Sent from my SPH-L710 using Ohub Campfire mobile app


----------



## aslongasitpullsback (Dec 30, 2005)

where is this spoon... in manatoba? If so you should go the Devils lake in the Dakotas... for perch and walleyes... must closer....


----------



## spoonfed (Jan 8, 2011)

Much bigger eyes. Hawgs . Do a utube search on it.

Devil's is on my list. Had trip booked last march and a week before I was to go they called and said ice took a crap. Go figure. My luck.lol

Sent from my SPH-L710 using Ohub Campfire mobile app


----------



## ready2fish (Apr 2, 2009)

Some Manitoba hogs

http://www.youtube.com/user/UncutAngling?sub_confirmation=1


----------



## gillcommander (Oct 19, 2011)

I've been to DL...been to Lake of the Woods...both great ice fishing destinations! Lake Winnipeg is on my short list for some slob greenbacks! 

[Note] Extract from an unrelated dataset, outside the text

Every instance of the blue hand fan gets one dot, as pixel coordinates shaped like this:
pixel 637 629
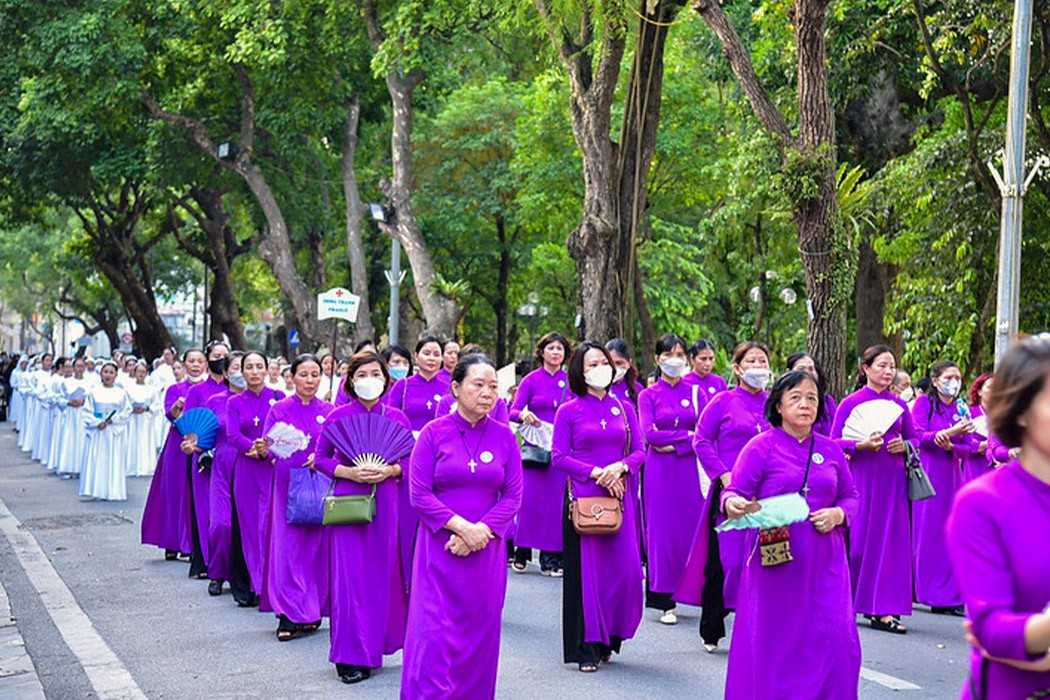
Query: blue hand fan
pixel 201 422
pixel 370 439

posted using Outdoor Hub Campfire


----------



## spoonfed (Jan 8, 2011)

gillcommander said:


> I've been to DL...been to Lake of the Woods...both great ice fishing destinations! Lake Winnipeg is on my short list for some slob greenbacks!
> 
> posted using Outdoor Hub Campfire


Yes sir some slobs. It has moved to my #1 spot to go to. 

Sent from my SPH-L710 using Ohub Campfire mobile app


----------